An additional $4.5 billion in funding has been secured for the Catholic and independent school sector resulting from changes to how private schools are funded.
The Government is moving from a funding model reliant on census data to one that uses parental tax to calculate the average wealth of a school.
The funding boost, unveiled by Prime Minister Scott Morrison, is a significant victory for the Catholic schools sector which was in revolt following funding alterations in last year’s Gonski legislation.
Mr Morrison said that this would give students the chance to get the “best results from school” and meant that “choice remains affordable” for parents.
He added that it would mean “certainty of funding” for teachers to allow them to “get on with the job”.
The changes mean that Catholic schools will be able to keep fees down. This will also include in suburbs that are wealthier on average.
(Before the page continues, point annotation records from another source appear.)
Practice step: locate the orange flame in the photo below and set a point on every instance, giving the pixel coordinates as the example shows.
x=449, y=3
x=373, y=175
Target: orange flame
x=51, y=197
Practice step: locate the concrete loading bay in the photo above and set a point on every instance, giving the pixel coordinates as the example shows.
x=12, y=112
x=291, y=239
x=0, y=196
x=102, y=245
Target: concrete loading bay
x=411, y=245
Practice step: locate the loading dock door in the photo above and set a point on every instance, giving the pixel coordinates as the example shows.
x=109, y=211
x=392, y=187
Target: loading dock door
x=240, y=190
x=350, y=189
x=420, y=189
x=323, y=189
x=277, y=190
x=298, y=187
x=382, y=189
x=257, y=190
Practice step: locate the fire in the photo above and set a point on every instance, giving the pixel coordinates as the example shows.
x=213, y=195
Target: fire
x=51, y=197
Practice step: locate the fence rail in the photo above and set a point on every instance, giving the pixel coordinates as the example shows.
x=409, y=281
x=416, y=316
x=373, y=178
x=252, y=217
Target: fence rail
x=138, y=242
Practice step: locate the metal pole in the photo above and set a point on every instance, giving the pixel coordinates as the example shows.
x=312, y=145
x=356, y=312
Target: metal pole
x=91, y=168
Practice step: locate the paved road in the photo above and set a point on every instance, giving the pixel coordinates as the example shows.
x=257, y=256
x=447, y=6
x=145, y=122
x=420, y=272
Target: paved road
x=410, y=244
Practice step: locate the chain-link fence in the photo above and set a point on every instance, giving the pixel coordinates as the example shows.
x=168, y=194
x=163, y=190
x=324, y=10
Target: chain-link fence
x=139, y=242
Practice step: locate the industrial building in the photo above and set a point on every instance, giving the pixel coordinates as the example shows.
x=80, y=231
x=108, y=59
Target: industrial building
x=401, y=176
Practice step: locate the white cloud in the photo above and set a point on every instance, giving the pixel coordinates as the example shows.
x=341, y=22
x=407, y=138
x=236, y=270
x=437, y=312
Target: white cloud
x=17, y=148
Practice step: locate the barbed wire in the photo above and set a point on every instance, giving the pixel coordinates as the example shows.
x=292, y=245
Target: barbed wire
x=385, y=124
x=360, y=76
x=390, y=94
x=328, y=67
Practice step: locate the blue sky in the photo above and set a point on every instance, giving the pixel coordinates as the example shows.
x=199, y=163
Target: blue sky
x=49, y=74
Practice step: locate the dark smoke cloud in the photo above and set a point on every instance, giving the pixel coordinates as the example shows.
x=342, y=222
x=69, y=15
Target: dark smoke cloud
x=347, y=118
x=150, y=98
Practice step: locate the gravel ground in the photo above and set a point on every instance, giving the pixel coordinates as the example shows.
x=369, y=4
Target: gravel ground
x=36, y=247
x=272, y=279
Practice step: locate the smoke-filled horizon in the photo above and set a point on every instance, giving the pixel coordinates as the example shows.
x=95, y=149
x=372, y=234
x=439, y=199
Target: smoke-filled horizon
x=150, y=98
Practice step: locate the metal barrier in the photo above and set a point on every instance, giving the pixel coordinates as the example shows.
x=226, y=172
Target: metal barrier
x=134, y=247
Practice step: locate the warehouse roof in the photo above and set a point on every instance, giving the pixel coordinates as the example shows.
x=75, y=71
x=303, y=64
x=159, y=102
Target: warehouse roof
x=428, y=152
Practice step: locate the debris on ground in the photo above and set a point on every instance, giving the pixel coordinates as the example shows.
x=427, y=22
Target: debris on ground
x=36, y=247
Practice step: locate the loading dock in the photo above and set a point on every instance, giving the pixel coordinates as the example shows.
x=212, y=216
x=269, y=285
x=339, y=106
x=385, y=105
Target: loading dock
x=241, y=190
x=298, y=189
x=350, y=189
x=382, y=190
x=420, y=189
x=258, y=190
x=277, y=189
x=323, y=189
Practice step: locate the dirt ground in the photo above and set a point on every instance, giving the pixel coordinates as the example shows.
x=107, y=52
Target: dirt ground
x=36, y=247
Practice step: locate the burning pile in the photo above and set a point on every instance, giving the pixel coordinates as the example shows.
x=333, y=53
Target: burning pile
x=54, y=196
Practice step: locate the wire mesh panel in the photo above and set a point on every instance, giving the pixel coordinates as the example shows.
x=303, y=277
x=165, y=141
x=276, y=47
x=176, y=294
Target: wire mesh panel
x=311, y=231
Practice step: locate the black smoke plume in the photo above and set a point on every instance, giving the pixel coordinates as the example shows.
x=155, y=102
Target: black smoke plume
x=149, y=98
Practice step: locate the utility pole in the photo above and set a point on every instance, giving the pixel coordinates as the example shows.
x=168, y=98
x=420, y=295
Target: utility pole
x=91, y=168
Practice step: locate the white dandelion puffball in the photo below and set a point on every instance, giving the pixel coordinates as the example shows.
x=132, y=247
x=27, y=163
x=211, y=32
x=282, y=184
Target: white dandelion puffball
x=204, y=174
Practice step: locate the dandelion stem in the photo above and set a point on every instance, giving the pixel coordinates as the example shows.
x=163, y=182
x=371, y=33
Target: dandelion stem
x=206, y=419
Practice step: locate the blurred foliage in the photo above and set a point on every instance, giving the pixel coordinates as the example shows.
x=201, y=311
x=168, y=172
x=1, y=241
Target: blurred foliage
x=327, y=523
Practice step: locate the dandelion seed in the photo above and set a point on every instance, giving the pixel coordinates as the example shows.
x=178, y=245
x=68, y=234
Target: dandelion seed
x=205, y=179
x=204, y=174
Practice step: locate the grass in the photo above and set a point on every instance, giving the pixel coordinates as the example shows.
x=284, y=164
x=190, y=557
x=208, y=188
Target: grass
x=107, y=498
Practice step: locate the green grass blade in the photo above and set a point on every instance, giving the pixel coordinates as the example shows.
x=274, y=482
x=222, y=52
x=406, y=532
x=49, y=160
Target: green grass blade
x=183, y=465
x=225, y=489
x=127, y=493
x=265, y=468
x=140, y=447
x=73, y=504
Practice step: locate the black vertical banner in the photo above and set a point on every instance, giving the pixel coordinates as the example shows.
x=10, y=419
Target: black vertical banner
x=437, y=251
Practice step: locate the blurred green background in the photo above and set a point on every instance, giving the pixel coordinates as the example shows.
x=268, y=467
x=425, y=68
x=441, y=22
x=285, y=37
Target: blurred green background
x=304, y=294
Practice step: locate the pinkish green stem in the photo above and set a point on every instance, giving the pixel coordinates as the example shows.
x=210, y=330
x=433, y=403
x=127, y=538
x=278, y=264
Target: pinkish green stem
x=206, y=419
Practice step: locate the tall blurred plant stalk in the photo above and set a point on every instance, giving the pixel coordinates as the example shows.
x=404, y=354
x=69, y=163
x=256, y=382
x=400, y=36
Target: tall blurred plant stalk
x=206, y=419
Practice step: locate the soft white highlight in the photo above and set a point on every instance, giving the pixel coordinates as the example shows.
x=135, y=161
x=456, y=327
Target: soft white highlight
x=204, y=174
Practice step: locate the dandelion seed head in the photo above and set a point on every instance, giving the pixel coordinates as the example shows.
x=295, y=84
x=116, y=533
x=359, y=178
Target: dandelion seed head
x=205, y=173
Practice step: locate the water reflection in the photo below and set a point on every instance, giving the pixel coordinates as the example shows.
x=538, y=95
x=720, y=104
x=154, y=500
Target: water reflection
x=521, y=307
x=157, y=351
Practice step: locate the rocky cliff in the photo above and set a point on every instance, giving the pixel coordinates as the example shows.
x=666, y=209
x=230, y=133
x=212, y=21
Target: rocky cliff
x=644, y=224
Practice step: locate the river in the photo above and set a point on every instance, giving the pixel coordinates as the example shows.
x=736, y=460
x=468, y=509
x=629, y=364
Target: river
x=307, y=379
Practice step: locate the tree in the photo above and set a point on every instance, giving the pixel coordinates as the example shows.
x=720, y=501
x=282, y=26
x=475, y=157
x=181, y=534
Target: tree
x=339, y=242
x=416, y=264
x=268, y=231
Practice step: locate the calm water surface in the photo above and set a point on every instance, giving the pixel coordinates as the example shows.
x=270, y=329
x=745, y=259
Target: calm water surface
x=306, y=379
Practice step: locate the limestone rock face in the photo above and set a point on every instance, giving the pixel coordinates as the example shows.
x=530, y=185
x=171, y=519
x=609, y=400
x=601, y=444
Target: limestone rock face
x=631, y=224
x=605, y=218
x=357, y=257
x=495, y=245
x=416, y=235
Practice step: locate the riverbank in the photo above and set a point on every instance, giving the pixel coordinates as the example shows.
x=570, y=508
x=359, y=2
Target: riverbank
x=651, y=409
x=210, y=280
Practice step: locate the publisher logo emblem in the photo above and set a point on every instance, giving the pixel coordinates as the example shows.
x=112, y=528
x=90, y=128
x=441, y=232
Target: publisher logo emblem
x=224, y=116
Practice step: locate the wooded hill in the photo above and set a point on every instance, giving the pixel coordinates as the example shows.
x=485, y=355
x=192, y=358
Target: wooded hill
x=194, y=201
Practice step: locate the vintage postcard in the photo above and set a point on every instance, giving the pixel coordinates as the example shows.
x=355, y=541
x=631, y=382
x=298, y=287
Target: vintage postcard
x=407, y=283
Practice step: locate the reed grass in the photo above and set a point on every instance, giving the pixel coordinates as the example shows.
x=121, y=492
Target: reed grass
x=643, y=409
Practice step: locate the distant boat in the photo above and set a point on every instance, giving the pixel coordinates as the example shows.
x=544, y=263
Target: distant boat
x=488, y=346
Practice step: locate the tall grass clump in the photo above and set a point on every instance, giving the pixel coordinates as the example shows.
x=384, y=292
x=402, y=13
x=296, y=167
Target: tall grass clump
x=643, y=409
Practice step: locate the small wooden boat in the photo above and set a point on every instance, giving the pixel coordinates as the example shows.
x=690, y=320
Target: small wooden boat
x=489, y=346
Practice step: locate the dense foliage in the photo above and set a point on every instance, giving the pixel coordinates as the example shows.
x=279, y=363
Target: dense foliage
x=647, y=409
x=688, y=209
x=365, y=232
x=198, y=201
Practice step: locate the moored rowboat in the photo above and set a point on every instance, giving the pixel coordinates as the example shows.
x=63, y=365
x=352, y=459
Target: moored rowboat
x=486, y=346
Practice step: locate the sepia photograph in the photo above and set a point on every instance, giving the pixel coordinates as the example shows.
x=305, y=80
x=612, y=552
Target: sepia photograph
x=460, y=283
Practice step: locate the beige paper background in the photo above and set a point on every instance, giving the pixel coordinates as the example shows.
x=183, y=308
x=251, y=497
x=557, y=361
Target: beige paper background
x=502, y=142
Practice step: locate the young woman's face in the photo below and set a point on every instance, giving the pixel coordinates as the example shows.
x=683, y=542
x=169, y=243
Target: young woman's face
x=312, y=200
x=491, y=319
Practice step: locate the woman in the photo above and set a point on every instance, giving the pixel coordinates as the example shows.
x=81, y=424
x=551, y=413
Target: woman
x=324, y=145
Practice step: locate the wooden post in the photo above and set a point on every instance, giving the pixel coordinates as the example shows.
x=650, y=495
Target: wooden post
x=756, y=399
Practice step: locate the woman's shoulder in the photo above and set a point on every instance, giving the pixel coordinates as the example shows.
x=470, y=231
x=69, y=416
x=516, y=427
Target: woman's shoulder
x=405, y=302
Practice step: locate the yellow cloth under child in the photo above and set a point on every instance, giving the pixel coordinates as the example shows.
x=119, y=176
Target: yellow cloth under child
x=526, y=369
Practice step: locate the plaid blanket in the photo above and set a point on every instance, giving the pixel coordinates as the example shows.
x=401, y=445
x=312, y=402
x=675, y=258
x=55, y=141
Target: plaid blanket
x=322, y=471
CSNSW (Catholic Schools NSW) said that these new changes to the funding model would ensure that Australian families still had an affordable, independent schooling option.
Education Minister Dan Tehan echoed the general sentiment that the changes would create “affordable choice for parents”.
The new funding also has transition arrangements designed to give Catholic schools that are overfunded more time to switch to a lower level of funding as part of a 10-year timeframe.
Tanya Plibersek, Labor’s education spokesperson, asked the Prime Minister Scott Morrison why he had “turned his back” on the public school system, having given a special funding boost the Catholic and independent sector. She said that the Government was telling Australians who opted for public schooling “we don’t care about your kid”.